Infertilité masculine et exposition aux insecticides : une étude confirme un lien
Exposition aux insecticides et infertilité masculine
une étude confirme un lien.
La chute de la fertilité masculine est largement documentée par des travaux scientifiques. Une méta-analyse publiée en 2017 faisait état d’un déclin de plus de 50 % de la concentration moyenne de spermatozoïdes chez les hommes des pays occidentaux en quarante ans (entre 1973 et 2011). Si ce déclin dans la concentration de spermatozoïdes est associé évidemment à une moindre fertilité, il a également des implications plus larges sur la santé masculine et même la mortalité, selon cette étude et d’autres recherches.
Que dit l’étude ?
Les chercheurs ont travaillé sur un ensemble d’études déjà publiées, soit sur des sites gouvernementaux américains, soit sur des sites non gouvernementaux. A partir d’un échantillon de 325 études, ils ont sélectionné par des tris statistiques 20 études sur différentes populations à travers le monde. L’objet des études se concentre sur le lien entre deux classes de pesticides largement utilisés, les organophosphates (OP) et les carbamates de N-méthyle (NMC), et la concentration de spermatozoïdes. L’effet nocif de ces substances sur la santé humaine est largement documenté. Le site Manuel MSD pour les professionnels de la santé dans sa page “intoxication” par ces substances relève que :
“À long terme, des séquelles persistantes de l’intoxication par les organophosphorés peuvent comprendre des déficits cognitifs ou un syndrome parkinsonien“.

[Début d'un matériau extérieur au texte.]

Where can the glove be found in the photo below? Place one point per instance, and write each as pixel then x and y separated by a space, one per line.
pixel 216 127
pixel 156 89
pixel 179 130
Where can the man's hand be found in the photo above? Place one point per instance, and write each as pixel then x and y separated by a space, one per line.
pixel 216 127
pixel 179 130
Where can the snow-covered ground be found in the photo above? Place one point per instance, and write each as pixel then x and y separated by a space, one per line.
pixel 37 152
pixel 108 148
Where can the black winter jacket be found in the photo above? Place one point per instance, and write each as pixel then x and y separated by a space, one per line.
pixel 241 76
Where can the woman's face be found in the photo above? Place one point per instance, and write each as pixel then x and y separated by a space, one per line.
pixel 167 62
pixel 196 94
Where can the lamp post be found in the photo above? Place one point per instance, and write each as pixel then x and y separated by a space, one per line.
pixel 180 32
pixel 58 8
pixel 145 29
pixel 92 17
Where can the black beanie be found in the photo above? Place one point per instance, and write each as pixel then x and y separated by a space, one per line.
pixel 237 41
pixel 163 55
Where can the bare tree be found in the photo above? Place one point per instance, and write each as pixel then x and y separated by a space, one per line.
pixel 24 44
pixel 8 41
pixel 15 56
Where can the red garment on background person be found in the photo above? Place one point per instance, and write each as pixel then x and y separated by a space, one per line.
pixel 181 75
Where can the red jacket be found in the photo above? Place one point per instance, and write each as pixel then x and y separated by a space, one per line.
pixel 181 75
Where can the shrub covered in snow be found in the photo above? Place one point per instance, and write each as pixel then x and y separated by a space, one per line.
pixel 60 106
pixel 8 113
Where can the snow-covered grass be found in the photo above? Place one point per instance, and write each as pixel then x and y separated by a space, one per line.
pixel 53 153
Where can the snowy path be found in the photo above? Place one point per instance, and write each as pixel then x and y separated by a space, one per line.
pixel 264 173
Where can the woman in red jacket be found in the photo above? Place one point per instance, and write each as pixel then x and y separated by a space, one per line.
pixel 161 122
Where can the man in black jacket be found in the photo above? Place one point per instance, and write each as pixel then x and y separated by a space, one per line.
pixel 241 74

Les organophosphorés (OPs) constituent la classe d’insecticides la plus répandue à travers le monde et représentent 30 % du marché mondial.
L’étude conclut qu’il y a des
“preuves suffisantes qu’une exposition plus élevée des hommes adultes aux insecticides OP et NMC est associée à une concentration plus faible de spermatozoïdes“.
En toute rigueur scientifique, l’association n’implique pas la preuve de la causalité. Cependant, selon l’auteur principal de l’étude, la Dr Melissa Perry, de l’Université G. Mason aux Etats Unis :
“Cette revue est la preuve la plus complète de plus de 25 ans de recherche sur la fertilité masculine et la santé reproductive. D’après les données disponibles, nous devons prendre des mesures réglementaires pour réduire l’exposition aux insecticides“.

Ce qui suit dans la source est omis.